Sopa De Elote (Mexican Corn Soup) - cooking recipe

Ingredients
    1 poblano chiles or 1 green bell pepper
    1 medium onion, quartered
    2 garlic cloves
    2 cups corn kernels, fresh (or frozen and thawed)
    6 sprigs epazote, fresh (or dried)
    1 bay leaf
    4 cups chicken broth
    3 tablespoons cilantro, chopped
    salt
    pepper
    1 -2 tablespoon pure chile powder
    1 lime, cut into 4 wedges
Preparation
    Place a comal (Mexican griddle used for cooking tortillas) or a cast iron skillet over medium-high heat. Add the pepper, onions and garlic. Roast turning occasionally, until nicely browned.

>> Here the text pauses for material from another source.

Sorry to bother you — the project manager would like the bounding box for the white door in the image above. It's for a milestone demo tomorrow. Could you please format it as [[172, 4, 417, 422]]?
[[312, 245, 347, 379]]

    As they brown, transfer to a plate to cool. The garlic will take 3-4 minutes and the pepper and onions will take 6-8 minutes.
    Using plastic gloves, scrape as much skin off the pepper as you can.
    Finely chop the pepper, onions and garlic.
    In a large saucepan over medium heat, combine the peppers, onions, garlic, corn 2 sprigs of epazote, the bay leaf and stock or broth. Bring to a simmer.
    Reduce the heat to medium-low and gently simmer for 8-10 minutes, or until the corn is soft. Remove and discard the bay leaf.
    Puree the soup in a blender; return it to the pan. Stir in the cilantro and cook for 1 minute. Season with salt and pepper.
    Ladle the soup into serving bowls and garnish each with a sprig or sprinkling of epazote and a sprinkling of chili powder.
    Serve each with a lime wedge for squeezing into the soup.